Report warns about paying exorbitant revenues for exciting growth stocks

Facebook, Amazon, Netflix, Microsoft, Apple, and Google (FANMAGS) – in aggregate, the stocks trade on 7.7 times revenues and 55 times earnings, according to Verdad Capital. Photograph: Stan Honda/AFP/Getty Images
Facebook, Amazon, Netflix, Microsoft, Apple, and Google (FANMAGS) – in aggregate, the stocks trade on 7.7 times revenues and 55 times earnings, according to Verdad Capital. Photograph: Stan Honda/AFP/Getty Images

Growth stocks have trounced value stocks for years now and that trend has accelerated in 2020, resulting in an unprecedented valuation gulf. Do expensive growth stocks merit their high valuations or are investors asking for trouble?

Such discussions often focus on today's dominant tech stocks – Facebook, Amazon, Netflix, Microsoft, Apple, and Google.
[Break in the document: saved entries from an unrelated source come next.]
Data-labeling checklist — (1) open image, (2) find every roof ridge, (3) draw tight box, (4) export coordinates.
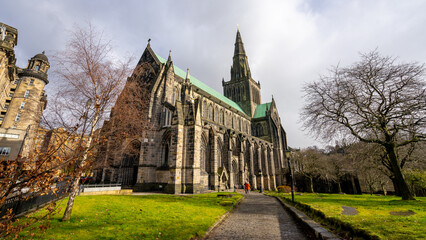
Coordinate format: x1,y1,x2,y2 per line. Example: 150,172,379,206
155,53,247,115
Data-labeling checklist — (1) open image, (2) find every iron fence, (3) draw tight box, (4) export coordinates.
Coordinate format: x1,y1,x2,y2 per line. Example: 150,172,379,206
0,182,68,217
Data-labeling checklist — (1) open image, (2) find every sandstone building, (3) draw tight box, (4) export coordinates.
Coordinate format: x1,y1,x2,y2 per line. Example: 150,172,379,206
0,22,49,160
96,30,289,193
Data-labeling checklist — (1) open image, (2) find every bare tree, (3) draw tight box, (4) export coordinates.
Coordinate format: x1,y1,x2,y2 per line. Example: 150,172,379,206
301,51,425,200
0,126,92,238
92,65,154,179
51,23,131,221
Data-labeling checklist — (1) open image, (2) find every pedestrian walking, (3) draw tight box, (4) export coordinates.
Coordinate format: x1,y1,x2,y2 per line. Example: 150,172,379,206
244,181,251,194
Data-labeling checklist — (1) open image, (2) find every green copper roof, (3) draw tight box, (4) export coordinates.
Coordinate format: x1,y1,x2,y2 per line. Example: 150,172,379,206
253,102,271,118
155,53,246,115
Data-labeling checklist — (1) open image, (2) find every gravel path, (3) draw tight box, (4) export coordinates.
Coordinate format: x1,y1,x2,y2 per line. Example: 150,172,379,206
206,192,310,240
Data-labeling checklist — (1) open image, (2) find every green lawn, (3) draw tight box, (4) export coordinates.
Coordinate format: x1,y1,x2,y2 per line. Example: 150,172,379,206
18,192,242,240
268,192,425,240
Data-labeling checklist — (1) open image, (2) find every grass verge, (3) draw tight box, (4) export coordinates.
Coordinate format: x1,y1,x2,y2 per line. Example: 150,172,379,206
267,192,425,240
16,192,242,240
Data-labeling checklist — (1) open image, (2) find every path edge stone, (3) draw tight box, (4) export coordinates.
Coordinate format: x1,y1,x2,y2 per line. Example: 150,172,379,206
273,196,341,240
200,194,246,240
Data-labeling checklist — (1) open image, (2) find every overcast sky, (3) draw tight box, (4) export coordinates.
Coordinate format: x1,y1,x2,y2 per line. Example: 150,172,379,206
2,0,426,148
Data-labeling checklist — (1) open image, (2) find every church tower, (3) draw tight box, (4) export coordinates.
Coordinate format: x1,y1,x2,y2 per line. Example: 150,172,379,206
1,51,49,129
222,29,261,117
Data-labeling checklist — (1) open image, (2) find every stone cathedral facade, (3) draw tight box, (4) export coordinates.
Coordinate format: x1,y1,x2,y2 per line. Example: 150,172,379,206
96,30,288,194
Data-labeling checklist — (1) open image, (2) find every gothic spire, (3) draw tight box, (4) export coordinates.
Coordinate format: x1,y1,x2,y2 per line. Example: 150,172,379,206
231,29,251,81
234,29,246,56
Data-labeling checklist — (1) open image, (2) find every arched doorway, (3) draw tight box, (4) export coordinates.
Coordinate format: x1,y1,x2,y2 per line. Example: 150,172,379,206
119,140,141,188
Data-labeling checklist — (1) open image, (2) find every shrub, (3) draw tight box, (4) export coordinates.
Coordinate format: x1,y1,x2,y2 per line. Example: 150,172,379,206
405,170,426,197
277,185,297,193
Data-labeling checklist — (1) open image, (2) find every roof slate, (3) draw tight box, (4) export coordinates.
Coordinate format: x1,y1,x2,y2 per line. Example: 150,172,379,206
253,102,271,118
155,53,246,115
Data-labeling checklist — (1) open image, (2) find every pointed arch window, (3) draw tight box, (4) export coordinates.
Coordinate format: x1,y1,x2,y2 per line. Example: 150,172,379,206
203,101,207,117
208,105,213,120
220,110,224,125
172,88,177,105
257,124,263,136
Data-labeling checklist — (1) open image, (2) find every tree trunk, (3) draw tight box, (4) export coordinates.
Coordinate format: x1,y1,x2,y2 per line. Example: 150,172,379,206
309,176,314,193
337,181,342,193
390,176,401,196
385,144,415,200
382,184,387,196
62,103,100,221
351,175,358,194
62,176,80,221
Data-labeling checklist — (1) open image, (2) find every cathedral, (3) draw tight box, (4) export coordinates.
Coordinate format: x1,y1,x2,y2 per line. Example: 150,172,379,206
96,30,289,194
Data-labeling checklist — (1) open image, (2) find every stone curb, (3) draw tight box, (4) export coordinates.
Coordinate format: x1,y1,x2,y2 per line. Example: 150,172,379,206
200,194,246,240
273,196,342,240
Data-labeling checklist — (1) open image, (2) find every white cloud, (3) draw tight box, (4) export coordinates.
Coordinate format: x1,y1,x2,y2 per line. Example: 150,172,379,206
1,0,425,148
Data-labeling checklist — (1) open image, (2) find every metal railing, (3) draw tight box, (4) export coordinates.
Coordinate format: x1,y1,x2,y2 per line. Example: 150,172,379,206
0,183,68,217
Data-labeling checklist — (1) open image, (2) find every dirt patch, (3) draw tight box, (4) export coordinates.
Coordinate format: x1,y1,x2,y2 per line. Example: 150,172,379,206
341,206,358,216
389,210,416,216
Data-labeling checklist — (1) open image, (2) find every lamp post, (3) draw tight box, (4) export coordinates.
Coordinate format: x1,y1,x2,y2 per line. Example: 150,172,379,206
285,149,295,202
258,169,263,193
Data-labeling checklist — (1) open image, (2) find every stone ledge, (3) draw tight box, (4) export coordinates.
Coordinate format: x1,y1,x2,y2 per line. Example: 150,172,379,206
274,196,341,240
79,189,133,196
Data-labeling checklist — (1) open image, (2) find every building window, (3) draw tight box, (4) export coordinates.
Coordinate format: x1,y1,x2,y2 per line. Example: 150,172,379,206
220,110,224,125
35,65,40,71
208,105,213,120
24,90,30,98
203,101,207,117
172,88,177,105
29,79,34,86
8,93,13,97
0,147,11,155
13,79,19,85
163,143,169,166
163,107,172,126
19,102,25,109
0,117,3,122
15,113,21,122
3,104,8,110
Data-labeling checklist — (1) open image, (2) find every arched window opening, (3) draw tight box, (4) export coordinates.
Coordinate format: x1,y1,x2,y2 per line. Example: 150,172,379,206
257,124,263,136
203,101,207,117
220,110,224,125
172,88,177,105
163,107,172,126
208,105,213,120
200,137,210,172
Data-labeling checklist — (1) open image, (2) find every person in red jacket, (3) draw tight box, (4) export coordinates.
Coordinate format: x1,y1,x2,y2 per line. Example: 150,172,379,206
244,181,251,194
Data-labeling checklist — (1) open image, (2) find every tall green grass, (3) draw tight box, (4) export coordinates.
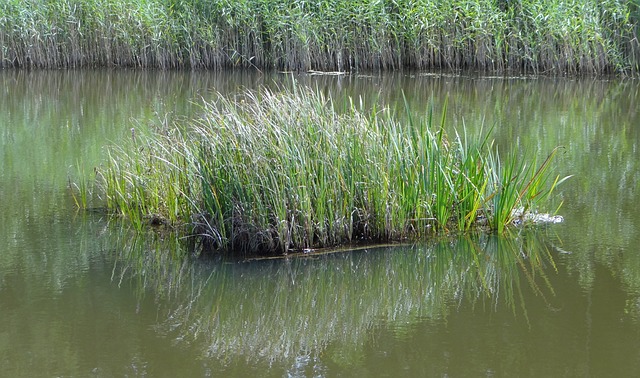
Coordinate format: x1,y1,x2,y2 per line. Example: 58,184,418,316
1,0,637,74
92,86,567,256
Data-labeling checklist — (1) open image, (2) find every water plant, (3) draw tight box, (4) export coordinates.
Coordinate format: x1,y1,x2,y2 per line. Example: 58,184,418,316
0,0,637,74
90,85,567,256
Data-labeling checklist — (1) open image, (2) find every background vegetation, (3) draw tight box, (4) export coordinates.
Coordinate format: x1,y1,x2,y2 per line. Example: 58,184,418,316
1,0,638,74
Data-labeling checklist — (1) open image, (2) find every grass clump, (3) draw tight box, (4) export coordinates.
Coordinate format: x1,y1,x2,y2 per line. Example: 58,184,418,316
95,86,567,256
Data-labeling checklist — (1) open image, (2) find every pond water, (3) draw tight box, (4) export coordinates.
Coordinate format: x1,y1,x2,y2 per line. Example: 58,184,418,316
1,70,640,376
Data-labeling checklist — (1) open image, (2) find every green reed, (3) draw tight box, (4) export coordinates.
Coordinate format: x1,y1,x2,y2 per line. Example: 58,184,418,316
1,0,637,74
69,161,89,210
92,86,567,255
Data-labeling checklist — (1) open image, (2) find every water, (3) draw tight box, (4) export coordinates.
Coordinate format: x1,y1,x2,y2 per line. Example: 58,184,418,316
1,70,640,376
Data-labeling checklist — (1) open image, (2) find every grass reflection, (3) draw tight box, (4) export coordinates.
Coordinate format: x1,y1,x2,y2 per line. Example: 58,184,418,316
113,229,559,363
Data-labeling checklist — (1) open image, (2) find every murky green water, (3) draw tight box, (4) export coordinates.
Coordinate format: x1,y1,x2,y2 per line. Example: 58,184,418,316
1,70,640,376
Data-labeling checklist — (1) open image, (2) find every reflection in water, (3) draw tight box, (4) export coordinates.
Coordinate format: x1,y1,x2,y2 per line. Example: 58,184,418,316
0,215,216,376
112,229,560,364
1,214,134,375
2,70,640,375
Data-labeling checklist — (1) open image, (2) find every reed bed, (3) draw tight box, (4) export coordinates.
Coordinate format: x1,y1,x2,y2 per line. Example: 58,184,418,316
92,86,566,256
1,0,637,74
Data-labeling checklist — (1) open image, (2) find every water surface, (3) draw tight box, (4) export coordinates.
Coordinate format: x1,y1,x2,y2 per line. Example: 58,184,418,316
1,70,639,376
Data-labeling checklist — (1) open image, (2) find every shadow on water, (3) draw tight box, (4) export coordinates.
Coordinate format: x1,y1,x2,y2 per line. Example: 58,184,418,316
111,227,562,365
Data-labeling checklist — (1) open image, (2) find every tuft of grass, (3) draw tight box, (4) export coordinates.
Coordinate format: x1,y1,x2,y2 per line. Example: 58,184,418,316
68,161,101,210
485,146,571,233
92,86,568,256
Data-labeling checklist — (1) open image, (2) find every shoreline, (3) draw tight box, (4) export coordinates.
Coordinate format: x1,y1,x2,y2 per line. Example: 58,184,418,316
2,0,638,75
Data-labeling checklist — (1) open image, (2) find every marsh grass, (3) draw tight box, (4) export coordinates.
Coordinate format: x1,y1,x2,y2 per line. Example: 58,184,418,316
69,160,105,211
90,86,567,256
69,165,89,210
1,0,637,74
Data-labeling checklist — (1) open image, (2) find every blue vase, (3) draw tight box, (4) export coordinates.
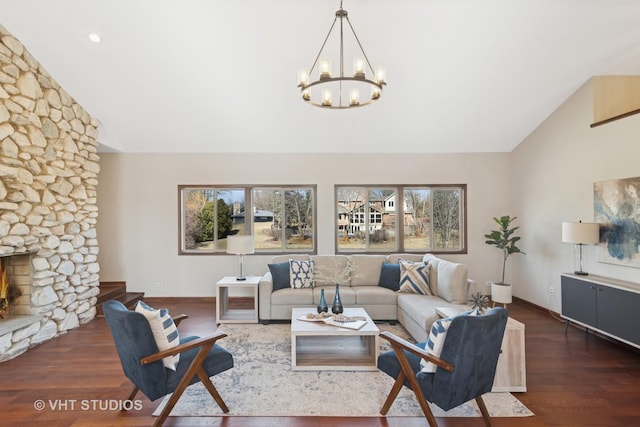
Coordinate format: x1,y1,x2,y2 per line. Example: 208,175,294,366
331,283,343,314
317,288,328,313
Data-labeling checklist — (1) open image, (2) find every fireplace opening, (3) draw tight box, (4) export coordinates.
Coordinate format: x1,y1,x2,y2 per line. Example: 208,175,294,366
0,254,40,341
0,255,31,318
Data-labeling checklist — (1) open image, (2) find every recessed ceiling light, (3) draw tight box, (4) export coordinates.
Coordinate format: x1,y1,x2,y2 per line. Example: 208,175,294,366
88,33,102,43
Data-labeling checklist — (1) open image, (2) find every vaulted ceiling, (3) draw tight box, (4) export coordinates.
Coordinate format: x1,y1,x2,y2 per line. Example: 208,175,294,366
2,0,640,153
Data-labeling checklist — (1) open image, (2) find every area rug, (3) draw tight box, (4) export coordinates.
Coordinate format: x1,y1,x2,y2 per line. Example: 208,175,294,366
154,322,533,418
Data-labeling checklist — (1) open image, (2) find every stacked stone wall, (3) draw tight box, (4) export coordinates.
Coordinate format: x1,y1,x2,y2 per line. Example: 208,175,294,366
0,24,100,362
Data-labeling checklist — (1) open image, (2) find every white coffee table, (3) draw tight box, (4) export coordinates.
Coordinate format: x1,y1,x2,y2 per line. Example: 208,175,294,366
290,307,380,371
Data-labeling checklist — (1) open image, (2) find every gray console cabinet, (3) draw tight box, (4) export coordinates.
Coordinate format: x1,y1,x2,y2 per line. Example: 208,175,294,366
561,273,640,349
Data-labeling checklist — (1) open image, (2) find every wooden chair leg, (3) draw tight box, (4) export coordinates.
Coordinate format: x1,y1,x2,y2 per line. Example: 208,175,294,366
153,343,215,427
380,371,407,415
475,395,492,427
197,366,229,413
387,343,439,427
120,385,139,414
124,385,139,404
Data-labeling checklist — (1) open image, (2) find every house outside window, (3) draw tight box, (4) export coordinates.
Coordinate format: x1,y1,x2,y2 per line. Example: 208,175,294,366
335,185,466,254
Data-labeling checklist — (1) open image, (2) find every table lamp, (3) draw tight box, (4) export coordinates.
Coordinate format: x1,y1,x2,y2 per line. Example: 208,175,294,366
226,235,254,281
562,221,599,275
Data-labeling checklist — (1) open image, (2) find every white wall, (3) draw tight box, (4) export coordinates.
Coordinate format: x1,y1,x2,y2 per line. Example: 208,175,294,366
96,153,512,297
512,79,640,311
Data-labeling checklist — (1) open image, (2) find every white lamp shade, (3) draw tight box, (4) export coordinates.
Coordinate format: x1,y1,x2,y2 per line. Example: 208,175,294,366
562,222,600,244
491,283,512,304
226,235,254,255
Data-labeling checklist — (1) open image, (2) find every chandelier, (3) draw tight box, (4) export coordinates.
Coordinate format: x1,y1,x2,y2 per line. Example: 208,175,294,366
297,1,386,109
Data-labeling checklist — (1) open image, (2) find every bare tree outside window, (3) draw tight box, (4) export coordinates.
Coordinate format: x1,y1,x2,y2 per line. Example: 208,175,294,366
432,188,461,250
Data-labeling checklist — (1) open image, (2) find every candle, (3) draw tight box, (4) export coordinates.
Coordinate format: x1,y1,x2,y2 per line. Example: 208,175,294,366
322,89,332,106
320,58,332,79
298,69,309,86
350,88,360,106
353,57,365,78
375,67,386,84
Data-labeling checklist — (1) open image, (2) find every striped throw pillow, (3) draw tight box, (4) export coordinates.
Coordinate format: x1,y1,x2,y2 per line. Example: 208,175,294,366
420,308,482,373
135,301,180,370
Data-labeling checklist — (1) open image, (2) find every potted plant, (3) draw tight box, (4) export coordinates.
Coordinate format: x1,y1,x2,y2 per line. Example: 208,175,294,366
484,215,525,306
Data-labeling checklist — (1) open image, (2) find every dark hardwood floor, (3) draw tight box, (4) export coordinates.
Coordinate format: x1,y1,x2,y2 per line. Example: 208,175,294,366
1,298,639,426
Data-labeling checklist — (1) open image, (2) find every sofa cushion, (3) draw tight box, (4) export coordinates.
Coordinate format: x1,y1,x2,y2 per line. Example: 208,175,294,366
353,286,397,305
314,286,357,305
311,255,351,287
271,254,310,264
422,254,468,304
378,262,401,291
268,262,290,291
397,293,450,337
271,287,314,305
398,260,432,295
387,253,424,264
350,255,386,286
289,259,314,289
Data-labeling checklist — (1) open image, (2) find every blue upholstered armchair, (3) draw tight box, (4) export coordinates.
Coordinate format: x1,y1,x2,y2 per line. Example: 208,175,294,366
378,307,508,427
103,300,234,427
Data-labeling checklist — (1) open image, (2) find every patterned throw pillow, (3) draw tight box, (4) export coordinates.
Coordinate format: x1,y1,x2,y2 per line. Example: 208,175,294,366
135,301,180,370
398,260,432,295
420,308,482,373
289,259,314,289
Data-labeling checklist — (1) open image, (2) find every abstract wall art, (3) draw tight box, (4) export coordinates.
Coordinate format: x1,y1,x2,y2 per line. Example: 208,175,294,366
594,176,640,268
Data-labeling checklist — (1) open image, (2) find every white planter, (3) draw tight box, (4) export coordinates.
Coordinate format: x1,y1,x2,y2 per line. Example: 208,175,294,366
491,283,512,306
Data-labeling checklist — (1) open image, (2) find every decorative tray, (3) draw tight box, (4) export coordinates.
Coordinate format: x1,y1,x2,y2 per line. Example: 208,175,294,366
297,313,368,329
297,313,332,322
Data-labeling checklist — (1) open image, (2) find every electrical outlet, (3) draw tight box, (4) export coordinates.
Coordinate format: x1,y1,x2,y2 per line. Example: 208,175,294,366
155,281,165,288
548,286,555,296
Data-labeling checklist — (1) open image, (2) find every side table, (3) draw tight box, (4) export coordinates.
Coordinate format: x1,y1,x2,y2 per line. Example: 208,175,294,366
435,306,526,392
216,276,261,324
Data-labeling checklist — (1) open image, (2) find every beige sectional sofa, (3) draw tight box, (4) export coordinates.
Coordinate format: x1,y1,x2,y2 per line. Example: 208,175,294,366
258,253,472,342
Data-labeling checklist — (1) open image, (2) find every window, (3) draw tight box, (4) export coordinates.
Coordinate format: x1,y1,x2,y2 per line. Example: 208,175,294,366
179,185,316,254
335,185,466,254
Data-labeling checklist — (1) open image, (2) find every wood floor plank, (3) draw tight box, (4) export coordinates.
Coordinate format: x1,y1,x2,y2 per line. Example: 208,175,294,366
0,299,638,426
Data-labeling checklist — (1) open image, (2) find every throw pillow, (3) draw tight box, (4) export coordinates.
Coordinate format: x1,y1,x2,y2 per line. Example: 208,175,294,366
378,262,401,291
268,262,290,291
135,301,180,370
420,308,482,373
398,260,432,295
289,259,314,289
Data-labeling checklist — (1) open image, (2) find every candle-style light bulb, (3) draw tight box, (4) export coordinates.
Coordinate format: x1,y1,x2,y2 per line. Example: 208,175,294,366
322,89,332,106
320,58,332,80
353,57,366,78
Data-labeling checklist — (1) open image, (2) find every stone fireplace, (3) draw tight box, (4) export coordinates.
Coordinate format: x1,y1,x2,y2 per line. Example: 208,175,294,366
0,26,100,361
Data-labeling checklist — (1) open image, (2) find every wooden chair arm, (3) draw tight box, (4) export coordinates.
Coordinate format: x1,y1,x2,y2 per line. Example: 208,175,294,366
173,314,188,326
140,331,228,365
380,331,454,372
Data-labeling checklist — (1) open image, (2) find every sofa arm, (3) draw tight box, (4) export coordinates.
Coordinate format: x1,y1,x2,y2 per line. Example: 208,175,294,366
258,272,274,320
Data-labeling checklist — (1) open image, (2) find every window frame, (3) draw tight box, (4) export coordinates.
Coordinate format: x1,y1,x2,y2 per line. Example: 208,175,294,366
178,184,317,255
334,184,467,254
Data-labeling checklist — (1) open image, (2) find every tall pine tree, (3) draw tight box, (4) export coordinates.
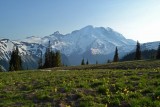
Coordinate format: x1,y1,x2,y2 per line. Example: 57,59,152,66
9,46,22,71
81,58,85,65
96,60,98,65
55,51,61,67
86,59,89,65
51,51,56,67
113,47,119,62
43,41,62,68
43,47,50,68
156,43,160,59
135,41,141,60
43,41,52,68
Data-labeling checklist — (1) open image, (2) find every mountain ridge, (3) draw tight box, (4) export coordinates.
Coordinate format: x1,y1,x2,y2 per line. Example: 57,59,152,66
0,25,159,71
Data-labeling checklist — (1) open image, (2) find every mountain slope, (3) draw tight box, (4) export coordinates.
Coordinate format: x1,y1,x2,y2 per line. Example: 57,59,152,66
0,25,136,70
23,25,136,55
4,25,160,70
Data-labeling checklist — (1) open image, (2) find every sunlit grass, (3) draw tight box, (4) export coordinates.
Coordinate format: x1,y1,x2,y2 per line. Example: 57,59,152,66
0,67,160,106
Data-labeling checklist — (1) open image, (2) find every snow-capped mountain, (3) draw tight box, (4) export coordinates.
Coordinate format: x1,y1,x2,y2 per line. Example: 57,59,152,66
0,25,159,71
141,41,160,51
23,25,135,55
21,25,137,65
0,39,46,71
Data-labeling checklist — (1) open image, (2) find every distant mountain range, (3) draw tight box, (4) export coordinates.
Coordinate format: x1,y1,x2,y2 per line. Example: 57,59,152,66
0,25,159,71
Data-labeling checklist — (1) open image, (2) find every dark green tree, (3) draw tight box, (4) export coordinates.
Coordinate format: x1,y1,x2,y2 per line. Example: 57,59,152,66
43,41,62,68
51,51,56,67
107,60,111,63
43,48,50,68
43,41,52,68
9,46,22,71
55,51,61,67
156,43,160,59
81,58,85,65
86,59,89,65
113,47,119,62
96,60,98,65
135,41,141,60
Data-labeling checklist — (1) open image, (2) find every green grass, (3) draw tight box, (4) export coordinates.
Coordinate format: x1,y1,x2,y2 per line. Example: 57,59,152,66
51,60,160,70
0,60,160,106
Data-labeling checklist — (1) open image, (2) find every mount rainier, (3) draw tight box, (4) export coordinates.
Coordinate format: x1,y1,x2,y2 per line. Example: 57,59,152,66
0,25,159,71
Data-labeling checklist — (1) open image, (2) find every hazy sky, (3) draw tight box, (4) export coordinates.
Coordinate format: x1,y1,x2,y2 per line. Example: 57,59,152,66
0,0,160,43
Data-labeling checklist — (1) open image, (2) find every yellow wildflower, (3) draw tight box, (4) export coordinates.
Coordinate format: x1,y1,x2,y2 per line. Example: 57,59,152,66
54,87,57,92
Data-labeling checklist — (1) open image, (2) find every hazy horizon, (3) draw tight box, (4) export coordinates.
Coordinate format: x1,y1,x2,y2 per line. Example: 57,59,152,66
0,0,160,43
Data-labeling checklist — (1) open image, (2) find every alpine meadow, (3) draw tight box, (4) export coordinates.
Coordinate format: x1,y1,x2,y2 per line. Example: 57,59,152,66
0,0,160,107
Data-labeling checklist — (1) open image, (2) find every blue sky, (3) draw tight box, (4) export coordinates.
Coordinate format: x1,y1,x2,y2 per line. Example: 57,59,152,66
0,0,160,43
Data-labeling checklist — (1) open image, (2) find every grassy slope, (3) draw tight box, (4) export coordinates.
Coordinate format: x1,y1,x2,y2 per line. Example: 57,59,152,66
51,60,160,70
0,60,160,107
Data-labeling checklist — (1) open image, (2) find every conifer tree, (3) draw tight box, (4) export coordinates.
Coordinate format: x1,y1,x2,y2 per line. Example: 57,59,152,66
156,43,160,59
96,60,98,65
43,47,50,68
81,58,85,65
9,46,22,71
43,41,62,68
48,41,52,67
107,60,111,63
55,51,61,67
51,51,56,67
86,59,89,65
43,41,52,68
113,47,119,62
135,41,141,60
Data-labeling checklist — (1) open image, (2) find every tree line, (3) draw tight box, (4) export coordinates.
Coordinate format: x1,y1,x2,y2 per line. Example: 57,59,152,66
9,46,22,71
81,41,160,65
38,41,61,69
113,41,160,62
121,41,160,61
8,41,62,71
3,40,160,71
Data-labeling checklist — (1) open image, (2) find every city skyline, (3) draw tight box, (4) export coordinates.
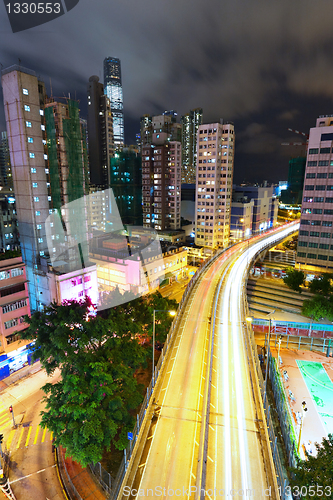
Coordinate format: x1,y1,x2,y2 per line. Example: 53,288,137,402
1,1,333,183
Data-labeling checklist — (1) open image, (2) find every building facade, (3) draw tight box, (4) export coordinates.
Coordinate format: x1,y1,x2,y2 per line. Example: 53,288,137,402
195,122,235,248
2,65,94,311
103,57,124,147
87,75,114,187
181,108,203,184
110,147,143,226
0,132,13,190
230,199,254,241
140,113,181,147
233,185,275,234
280,156,306,205
296,115,333,272
142,136,181,231
0,255,30,352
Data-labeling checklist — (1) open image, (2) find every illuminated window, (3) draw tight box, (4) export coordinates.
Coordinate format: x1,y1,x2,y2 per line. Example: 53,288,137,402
22,88,29,95
24,105,30,112
26,121,32,128
28,137,34,143
29,153,35,158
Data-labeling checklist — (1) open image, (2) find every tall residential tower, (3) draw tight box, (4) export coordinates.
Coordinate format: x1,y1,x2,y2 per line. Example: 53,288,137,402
87,75,114,187
181,108,203,184
296,115,333,272
104,57,124,147
195,122,235,248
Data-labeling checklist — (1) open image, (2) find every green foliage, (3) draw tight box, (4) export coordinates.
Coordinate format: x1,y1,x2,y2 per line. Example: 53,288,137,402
283,267,305,293
20,291,178,467
302,295,333,321
290,434,333,499
309,274,333,297
20,298,146,466
0,249,21,261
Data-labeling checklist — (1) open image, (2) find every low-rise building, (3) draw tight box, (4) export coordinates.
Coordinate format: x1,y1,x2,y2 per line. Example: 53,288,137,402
0,255,30,353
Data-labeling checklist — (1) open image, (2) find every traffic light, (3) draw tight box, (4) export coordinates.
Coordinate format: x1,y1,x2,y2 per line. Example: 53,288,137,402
9,405,12,413
0,435,3,444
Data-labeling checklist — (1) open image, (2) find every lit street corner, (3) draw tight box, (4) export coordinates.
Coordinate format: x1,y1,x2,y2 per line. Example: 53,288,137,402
0,367,65,500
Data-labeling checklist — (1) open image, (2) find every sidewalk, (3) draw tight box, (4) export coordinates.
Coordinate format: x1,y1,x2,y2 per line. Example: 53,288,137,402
0,360,43,392
58,446,107,500
0,361,108,500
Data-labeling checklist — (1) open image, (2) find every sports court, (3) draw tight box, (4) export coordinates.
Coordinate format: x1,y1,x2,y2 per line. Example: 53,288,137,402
296,360,333,436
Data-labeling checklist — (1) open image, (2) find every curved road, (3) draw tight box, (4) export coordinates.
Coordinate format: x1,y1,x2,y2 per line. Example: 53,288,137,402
119,223,298,500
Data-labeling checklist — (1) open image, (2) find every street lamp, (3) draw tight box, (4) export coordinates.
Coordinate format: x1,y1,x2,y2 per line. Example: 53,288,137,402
152,309,176,387
263,310,275,408
277,335,282,366
297,400,308,454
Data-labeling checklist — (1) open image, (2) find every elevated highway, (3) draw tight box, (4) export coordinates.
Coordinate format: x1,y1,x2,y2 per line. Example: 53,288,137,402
117,223,299,500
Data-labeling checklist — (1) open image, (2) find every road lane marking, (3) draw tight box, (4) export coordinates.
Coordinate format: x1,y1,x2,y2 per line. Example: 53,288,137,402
50,431,53,441
9,464,56,484
0,421,12,432
17,427,24,449
0,416,9,426
41,427,47,443
6,429,15,449
33,426,40,445
25,426,32,447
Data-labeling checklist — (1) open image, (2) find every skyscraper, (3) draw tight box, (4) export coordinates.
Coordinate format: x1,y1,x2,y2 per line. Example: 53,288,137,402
0,131,13,190
87,75,114,187
181,108,203,184
195,122,235,248
2,65,94,310
104,57,124,147
142,134,181,231
140,113,181,147
110,148,143,226
296,115,333,272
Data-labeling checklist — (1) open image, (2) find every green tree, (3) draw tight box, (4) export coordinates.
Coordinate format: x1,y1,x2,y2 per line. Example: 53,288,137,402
309,274,333,297
302,295,333,321
20,298,146,466
283,267,305,293
290,434,333,499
In aggregate, the so-called FANMAG stocks trade on 7.7 times revenues and 55 times earnings, according to Verdad Capital – very steep, but these are incredibly profitable near-monopolies, arguably justifying the belief that you have to pay for quality.

In a report, Verdad asks: are there many companies that are more expensive than the FANMAGs with poorer financials? And the answer is yes: this description is true for 500 of 3,000 US companies with a market capitalisation of at least $100 million.

This group, which Verdad terms the Bubble 500, trade on 13–14 times sales and make “essentially zero” profits. The Bubble 500 has absolutely trounced the S&P 500 in recent years but historically, paying more than 10 times revenues for exciting growth stocks has been “one of the worst long-term investment methodologies ever”, the report warns.

READ MORE

The FANMAGs may deserve their valuations but the same cannot be said for such a “broad bucket of unprofitable hopefuls”, says Verdad. “We don’t know when this will end, but we are firm believers that that which can’t continue, won’t.”